He added that this is the first study to look at the effect of individual level poverty using annual household income and its effect on relapse rates among children with ALL. Previous research has relied on community measures of poverty – for example, using zip codes within which there can be wide variations in socioeconomic status – or health insurance status.

This study, a secondary analysis of the Children’s Oncology Group Study that examined adherence to oral 6-mercaptopurine during maintenance therapy for ALL, included 592 patients. Patients were enrolled between 2006 and 2012 and followed for a median of 7.9 years. Two-thirds of patients were male. The median age at diagnosis and enrollment was 5 and 6 years of age, respectively.

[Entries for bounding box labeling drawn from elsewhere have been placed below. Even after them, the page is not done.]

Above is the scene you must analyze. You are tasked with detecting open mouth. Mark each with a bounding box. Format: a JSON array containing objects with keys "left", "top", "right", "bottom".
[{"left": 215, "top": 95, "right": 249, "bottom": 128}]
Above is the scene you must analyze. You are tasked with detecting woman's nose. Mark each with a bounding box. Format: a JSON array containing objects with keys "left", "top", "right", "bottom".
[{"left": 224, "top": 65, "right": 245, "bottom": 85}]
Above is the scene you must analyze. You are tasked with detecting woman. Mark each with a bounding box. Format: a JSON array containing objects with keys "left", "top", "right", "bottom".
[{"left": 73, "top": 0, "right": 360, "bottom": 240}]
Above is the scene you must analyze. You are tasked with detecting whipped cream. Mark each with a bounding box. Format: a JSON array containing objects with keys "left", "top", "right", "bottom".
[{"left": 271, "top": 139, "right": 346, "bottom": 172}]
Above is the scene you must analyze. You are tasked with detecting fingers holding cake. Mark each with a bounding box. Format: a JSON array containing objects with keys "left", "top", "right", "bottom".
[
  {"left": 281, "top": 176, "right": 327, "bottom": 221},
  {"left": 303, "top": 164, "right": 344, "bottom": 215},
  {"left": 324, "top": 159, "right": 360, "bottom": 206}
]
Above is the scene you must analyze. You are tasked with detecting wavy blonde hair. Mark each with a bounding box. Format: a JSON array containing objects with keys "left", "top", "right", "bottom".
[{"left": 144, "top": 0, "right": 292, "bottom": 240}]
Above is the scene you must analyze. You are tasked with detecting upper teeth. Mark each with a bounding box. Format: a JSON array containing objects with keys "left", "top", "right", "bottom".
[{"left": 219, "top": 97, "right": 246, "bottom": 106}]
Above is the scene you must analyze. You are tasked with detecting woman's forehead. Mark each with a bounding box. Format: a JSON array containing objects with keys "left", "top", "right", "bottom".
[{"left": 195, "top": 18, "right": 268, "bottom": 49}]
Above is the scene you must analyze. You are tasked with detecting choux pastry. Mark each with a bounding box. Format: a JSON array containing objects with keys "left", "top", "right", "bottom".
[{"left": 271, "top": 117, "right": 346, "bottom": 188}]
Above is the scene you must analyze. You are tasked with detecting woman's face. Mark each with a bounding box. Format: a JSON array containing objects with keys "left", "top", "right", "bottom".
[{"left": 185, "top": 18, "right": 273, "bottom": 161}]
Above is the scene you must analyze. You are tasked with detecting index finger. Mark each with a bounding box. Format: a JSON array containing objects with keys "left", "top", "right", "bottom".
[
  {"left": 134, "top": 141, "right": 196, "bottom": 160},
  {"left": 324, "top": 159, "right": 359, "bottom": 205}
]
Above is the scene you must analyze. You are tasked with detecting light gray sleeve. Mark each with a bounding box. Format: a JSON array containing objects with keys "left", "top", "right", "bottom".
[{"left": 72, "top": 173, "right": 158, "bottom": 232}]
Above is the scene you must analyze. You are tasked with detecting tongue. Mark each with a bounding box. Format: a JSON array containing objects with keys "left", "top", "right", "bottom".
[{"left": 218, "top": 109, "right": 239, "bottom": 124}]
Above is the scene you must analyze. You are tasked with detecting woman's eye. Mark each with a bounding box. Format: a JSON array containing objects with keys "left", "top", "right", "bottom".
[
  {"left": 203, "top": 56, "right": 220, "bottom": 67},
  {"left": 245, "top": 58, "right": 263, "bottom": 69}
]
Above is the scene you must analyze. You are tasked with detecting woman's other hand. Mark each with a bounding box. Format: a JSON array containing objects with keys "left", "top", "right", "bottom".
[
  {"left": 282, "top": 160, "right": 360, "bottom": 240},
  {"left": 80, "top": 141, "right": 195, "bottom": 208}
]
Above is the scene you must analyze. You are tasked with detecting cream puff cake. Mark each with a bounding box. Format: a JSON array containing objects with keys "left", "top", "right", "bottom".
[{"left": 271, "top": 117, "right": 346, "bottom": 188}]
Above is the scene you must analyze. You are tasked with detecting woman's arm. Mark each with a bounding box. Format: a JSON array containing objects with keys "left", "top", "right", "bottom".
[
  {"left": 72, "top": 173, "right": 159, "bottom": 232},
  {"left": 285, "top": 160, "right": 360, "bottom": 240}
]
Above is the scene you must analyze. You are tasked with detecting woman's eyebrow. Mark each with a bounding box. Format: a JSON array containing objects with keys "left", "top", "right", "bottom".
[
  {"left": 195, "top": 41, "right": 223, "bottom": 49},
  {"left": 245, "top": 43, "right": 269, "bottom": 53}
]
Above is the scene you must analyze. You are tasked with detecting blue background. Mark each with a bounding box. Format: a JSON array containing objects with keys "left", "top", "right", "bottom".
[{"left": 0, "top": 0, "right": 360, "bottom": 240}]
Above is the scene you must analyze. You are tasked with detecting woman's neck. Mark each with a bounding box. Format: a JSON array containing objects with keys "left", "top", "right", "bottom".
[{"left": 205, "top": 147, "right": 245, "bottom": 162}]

The most commonly reported race/ethnicity was Hispanic (35%), followed by non-Hispanic white (32.4%), Black (18.2%), and Asian (14.4%). Overall, 34.8% of parents reported their education as high school or lower. Researchers collected self-reported individual income information at the start of the study and used data from the U.S. Census Bureau to group patients as living above or below federal poverty threshold. Among those living in poverty, patients were characterized as living in extreme poverty if the federal poverty threshold was over 120% of the yearly household income.

Extreme poverty
More than 12% of children that participated in the study were living in extreme poverty. Children living in extreme poverty were more likely to report being Hispanic or Black and having more household members (six vs four people on average). There were no differences in disease or treatment intensity by poverty status. Rates of relapse at three years after enrollment were nearly double among children living in extreme poverty compared to those above the poverty threshold, 14.3% vs 7.6%. Compared to children not living in extreme poverty, those living in extreme poverty were significantly more likely to be non-adherent to prescribed treatment (57.1% vs 40.9%).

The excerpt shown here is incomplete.